The girl, my daughter, the one who genuinely thinks she’s Elsa!

Obviously this blog is about my right hand man and our upper limb different journey together, however a journey I’d never fully considered was that of my daughter as a sibling to someone with an upper limb difference.

Exploring some woods together
Exploring some woods together

She’s growing up far too fast at the moment, she’s clever, funny, enjoys dancing and performing, is scared by teeny tiny dogs but huge horses several times bigger than her she’s absolutely fine with! Go figure. She’s also showing a new stage of processing the world around her and with that she’s noticing differences.

She’s started introducing her brother to people we’ve just met like this: “This is my brother, he has one hand and one arm.”

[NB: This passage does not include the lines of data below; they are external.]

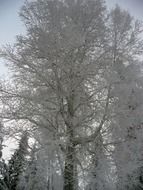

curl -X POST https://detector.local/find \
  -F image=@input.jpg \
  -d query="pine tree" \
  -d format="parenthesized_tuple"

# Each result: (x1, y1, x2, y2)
(6, 131, 28, 190)
(0, 122, 9, 190)
(18, 143, 50, 190)
(0, 159, 9, 190)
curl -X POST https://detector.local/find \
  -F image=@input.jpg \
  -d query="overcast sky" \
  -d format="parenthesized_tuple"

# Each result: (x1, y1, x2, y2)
(107, 0, 143, 19)
(0, 0, 24, 76)
(0, 0, 143, 76)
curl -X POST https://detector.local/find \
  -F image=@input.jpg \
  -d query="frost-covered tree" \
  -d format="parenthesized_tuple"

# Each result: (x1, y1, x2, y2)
(85, 133, 110, 190)
(111, 61, 143, 190)
(0, 159, 9, 190)
(0, 1, 143, 190)
(85, 5, 143, 190)
(105, 6, 143, 190)
(0, 0, 109, 189)
(4, 131, 29, 190)
(0, 122, 9, 190)
(18, 137, 64, 190)
(17, 143, 49, 190)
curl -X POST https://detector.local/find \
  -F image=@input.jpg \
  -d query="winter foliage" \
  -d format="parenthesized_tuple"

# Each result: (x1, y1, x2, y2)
(0, 0, 143, 189)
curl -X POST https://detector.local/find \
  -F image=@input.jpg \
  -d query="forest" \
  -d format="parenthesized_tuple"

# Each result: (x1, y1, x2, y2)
(0, 0, 143, 189)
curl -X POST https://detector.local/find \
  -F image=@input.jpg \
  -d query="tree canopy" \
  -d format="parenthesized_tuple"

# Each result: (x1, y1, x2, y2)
(0, 0, 143, 190)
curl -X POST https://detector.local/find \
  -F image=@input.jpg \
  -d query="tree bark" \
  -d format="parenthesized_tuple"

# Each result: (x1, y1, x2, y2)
(63, 141, 75, 190)
(63, 112, 75, 190)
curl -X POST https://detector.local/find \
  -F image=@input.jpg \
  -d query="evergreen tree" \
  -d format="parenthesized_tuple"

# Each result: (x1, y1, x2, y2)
(18, 143, 50, 190)
(6, 131, 28, 190)
(0, 122, 9, 190)
(0, 159, 9, 190)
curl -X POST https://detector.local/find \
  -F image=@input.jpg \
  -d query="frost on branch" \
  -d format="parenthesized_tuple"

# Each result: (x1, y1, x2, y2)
(0, 0, 143, 190)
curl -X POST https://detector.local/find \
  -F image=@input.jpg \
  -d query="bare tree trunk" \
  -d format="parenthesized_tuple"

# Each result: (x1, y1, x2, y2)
(63, 142, 75, 190)
(63, 126, 75, 190)
(74, 160, 78, 190)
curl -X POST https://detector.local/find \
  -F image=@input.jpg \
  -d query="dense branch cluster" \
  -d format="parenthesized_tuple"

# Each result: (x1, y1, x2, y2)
(0, 0, 143, 190)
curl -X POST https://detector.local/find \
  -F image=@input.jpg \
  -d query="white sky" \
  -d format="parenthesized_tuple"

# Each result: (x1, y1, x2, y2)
(3, 138, 18, 160)
(0, 0, 25, 76)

On Christmas day morning we told her that she might need to help her brother open his presents, “Because he only has one hand?” She asked, “No! Because he’s a baby and doesn’t fully understand unwrapping.” We replied.

Watching some of the Cbeebies Pantos on catch up, she spots the presenter Cerrie¬†Burnell, “Oooh she has one hand and one arm too!!”

The amazing Reach magazine will come through our door and she loves flicking through it to see other people who look like her brother and learning about how everyone is different.

At the dinner table the other night she bends one arm at the elbow and declares that she has one arm and one hand too!

Reading through the Reach Magazine
Reading through the Reach Magazine

Without a doubt she is realising that her brother looks different to many of the people around her, but what’s great is that through the representation of differences increasing on main stream media she can see that he isn’t alone and she is learning that different is awesome (again a great book if you haven’t yet bought it).

When we found out about my right hand man’s limb difference we understood that one day we will more than likely have a conversation with him when he realises he is different to many around him, it’s a bit like knowing your child is likely to ask where babies come from. We hadn’t fully thought that our daughter would have that moment too, I guess (rather naively) she would simply accept that’s how he is because that’s all she’s know. Obviously that was incredibly silly because accepting who he is and having that moment of realisation aren’t mutually exclusive.

Pushing her brother in the park.
Pushing her brother in the park just before Christmas.

It’s wonderful to see her process and learn about differences, and I’m excited to see how her journey develops.